Before we store the new version of the game, we compare it with the old version previously stored in the database. Depending on which fields inside the entity changed during data ingestion, we emit specific events to rebuild only the UX submodules that are affected by the change (Data Updated Events in the figure below). For instance, if the game clock changed, we only want to update the UX submodules where the clock shows up, instead of refreshing all the UX for the game. The figure below shows the UX generation and API serving layers.

Figure 3: UX Generation, UX serving, and API serving (continued from Figure 1 above)

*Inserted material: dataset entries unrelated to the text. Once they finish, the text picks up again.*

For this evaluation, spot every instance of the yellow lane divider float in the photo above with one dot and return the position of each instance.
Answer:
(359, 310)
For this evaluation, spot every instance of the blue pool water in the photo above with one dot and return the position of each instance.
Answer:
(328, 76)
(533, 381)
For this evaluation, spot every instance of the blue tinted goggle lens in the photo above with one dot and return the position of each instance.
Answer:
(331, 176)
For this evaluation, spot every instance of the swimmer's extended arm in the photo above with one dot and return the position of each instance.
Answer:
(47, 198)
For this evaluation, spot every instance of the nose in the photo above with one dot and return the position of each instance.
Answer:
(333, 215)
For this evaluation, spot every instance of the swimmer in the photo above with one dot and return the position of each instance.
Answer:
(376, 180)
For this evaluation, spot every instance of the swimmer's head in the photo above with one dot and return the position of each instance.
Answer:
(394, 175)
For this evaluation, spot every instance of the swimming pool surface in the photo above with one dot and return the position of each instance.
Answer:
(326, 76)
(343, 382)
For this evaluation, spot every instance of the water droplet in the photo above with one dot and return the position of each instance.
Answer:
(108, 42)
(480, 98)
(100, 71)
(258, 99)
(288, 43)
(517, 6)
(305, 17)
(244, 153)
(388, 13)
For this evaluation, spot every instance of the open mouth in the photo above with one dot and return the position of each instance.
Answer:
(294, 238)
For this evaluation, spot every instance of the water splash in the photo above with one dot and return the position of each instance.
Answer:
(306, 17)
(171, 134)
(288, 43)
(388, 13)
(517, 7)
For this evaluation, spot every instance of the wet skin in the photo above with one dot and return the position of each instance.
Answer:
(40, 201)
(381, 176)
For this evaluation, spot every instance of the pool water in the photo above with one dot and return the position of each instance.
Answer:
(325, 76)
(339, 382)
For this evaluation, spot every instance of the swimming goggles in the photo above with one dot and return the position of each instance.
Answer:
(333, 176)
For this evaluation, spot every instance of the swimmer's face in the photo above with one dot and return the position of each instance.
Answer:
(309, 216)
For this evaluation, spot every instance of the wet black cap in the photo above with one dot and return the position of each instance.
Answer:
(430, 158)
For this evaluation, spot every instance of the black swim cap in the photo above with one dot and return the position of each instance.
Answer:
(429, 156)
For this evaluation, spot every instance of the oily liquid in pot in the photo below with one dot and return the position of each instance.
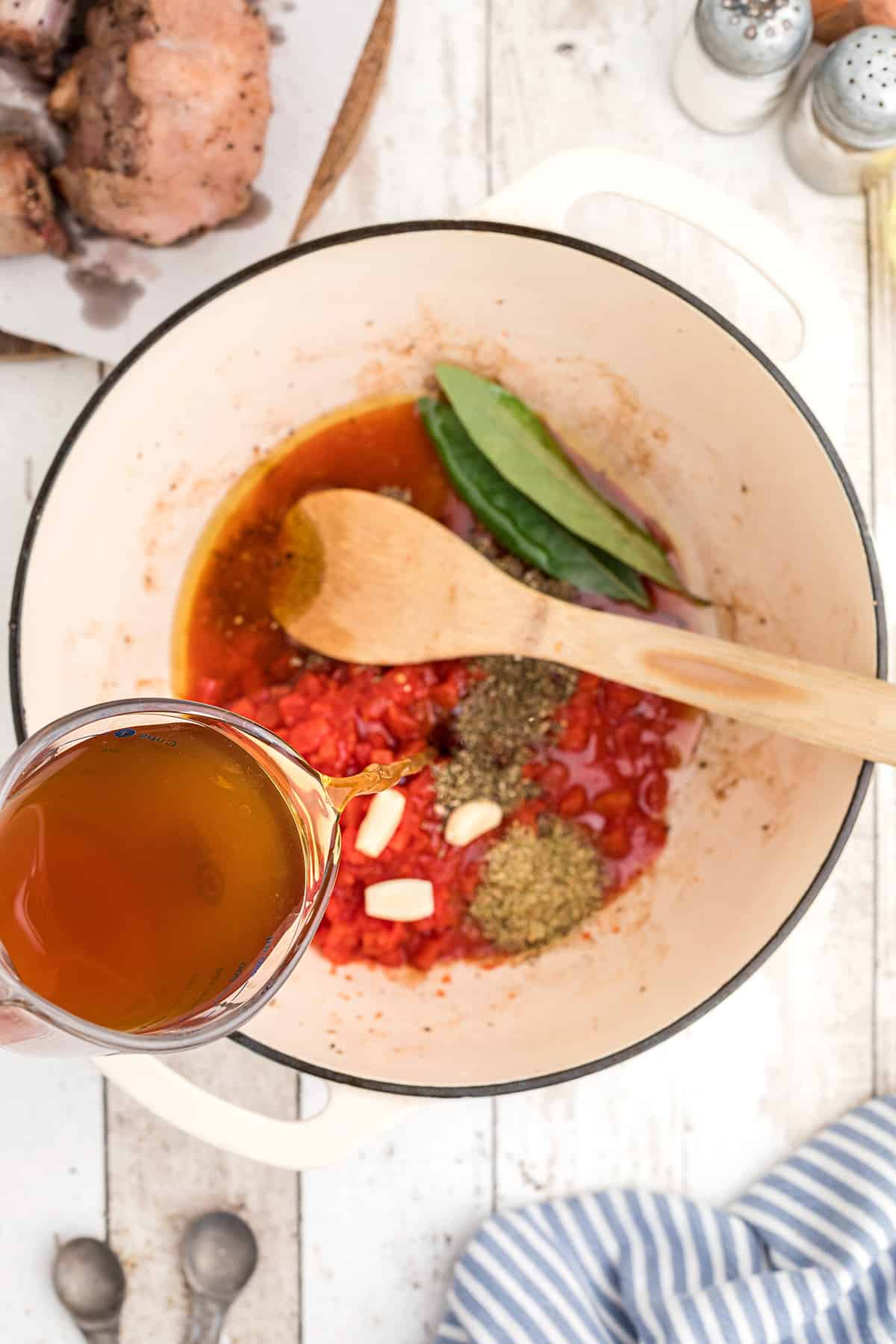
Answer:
(144, 873)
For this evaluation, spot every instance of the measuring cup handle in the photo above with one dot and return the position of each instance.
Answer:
(352, 1117)
(544, 195)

  • UX Generation: Since we power multiple UX canvases across disparate products, we took a unique approach where we build our UX in a common language with generic UX controls, which then gets converted to the native UX controls of each product. For example, say we want to display a menu where the items represent weeks and below it show a list of NFL games scheduled for week 16 of games. We would express this in the common language, and then this gets converted to the native Bing menu control, the native MSN.com menu control, etc. This conversion happens mechanically in a thin layer that we write inside each product.
  • UX Key/Value Store: One important aspect of our UX generation components is that we precompute all combinations of UX and store them as values in a key-value store. The key in the store contains the name of the scenario and other information to uniquely identify the specific UX. If we continue with the example above, imagine the key would look like NFL_Week16_Schedule and the value would contain the common UX language representation of the user interface. Now if a user visits Bing.com and they search for the query “nfl week 16”, we would map this query to this particular key, retrieve the value from the store, then render the result and show it to the user. Therefore, the important aspect to understand is that UX generation is not triggered by a user querying or going to a page, but is actually triggered by data change. By the time user goes to the page, the UX has already been generated for them and is already available in the key-value store.
  • Structured Data API: Some of our partners consume our data in structured format instead of precomputed UX, therefore we also created an internal API to server this need.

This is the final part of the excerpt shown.